If Edwards-Helaire exists on one end of the workhorse-size spectrum that Kamara straddles, 6’0″, 220-pound Texas Longhorns running back Keaontay Ingram is completely positioned on the other end. If the Josh Jacobs experience has taught us anything, it is that, given requisite size and absent a concerning history of injuries, the assumption should be that players can handle bell-cow workloads in the NFL.

While Ingram has yet to post a seasonal dominator rating above the 18% mark, he has already touched the ball more times over two college seasons than Jacobs did through three. Hopefully, the workload silliness is beneath him. Nonetheless, the relative lack of production is a key part of what aligns the Ingram profile with those of guys like Jacobs, and especially Kamara.

Ingram is also very Kamara-like from a skillset point of view. As a receiver specifically, he is sort of Kamara-lite:

Rare is the player who can match the former Tennessee Volunteer’s raw production as a pass-catcher, and Ingram does lag behind Kamara in that area. Still, Ingram’s per-season receptions totals rank in the 86th percentile among all backs drafted since 2007. And while his target share would be better than just a third of players among that same post-2007 group, that’s more reflective of a smaller offensive role in general than it is of a lack of ability as a receiver. Satellite score is a metric that adjusts for overall production to contextualize how much of a player’s complete NFL role is likely to be made up of pass-catching. And Ingram’s 46.4 satellite score is an 84th-percentile mark that puts him in the territory of other versatile players like Miles Sanders, Reggie Bush, and Charles Sims.
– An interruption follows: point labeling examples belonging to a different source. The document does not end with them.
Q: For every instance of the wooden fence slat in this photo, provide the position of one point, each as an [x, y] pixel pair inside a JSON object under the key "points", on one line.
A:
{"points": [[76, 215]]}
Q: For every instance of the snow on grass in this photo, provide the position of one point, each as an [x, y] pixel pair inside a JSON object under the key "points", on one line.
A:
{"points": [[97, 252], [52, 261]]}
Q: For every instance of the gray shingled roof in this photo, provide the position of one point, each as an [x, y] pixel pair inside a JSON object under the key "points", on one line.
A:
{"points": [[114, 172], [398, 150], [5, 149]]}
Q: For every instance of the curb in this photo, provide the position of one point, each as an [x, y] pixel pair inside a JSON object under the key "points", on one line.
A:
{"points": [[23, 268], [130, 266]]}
While Ingram’s efficiency numbers are not quite on the level of Kamara (save for yards per reception where Kamara wasn’t incredible either), they do land in at least the 64th percentile. Ingram flashes on tape as well, showing natural smoothness in adjusting to downfield throws (below left) and a slick ability to immediately turn and face his end zone upon securing the catch in order to quickly create in the open field (below right):

As a runner, Ingram’s similarities to Kamara are striking:

There are some differences in the minutae of these profiles, but the stylistic picture they both paint is the same: a runner that consistently avoids negative plays and is excellent at navigating through the first level of the defense but doesn’t extend many runs deep into the secondary. Per my running back model’s comp machine, Ingram and Kamara share at least an 84% similarity in their performance in every one of these metrics.

Ingram’s strengths as a ball carrier pop on tape, as well as in the numbers. He displays good patience and an excellent repertoire of jukes and dead-leg type cuts in avoiding tackles, both in the open field and close to the line scrimmage:

The last piece of our puzzle is valuation, and Ingram certainly fits the Kamara bill in that area as well. You’d be hard-pressed to find a big-boy devy ranking service that has Ingram as a consensus top 10 back, as he’s routinely ranked behind guys like John Emery Jr. and Master Teague who, while owning strong profiles as recruits (Ingram himself was a four-star guy), haven’t shown anything near what Ingram has as a runner, pass-catcher, or producer. Even just among 2021-eligible runners, rarely does Ingram sniff the top 5.

I have Ingram ranked as my 7th-overall devy runner and as my RB6 in the 2021 class. Don’t let the relatively subdued production numbers scare you off from a player with a complete skillset and a workhorse frame. Instead, take advantage of pricing discrepancies that place less proven and less talented players above him on the value totem pole. At the very least, Ingram checks all the three-down boxes we want to see from our fantasy backs as a big, efficient runner with receiving chops. At his ceiling, he’s the closest thing we’ve seen to Alvin Kamara since Alvin Kamara.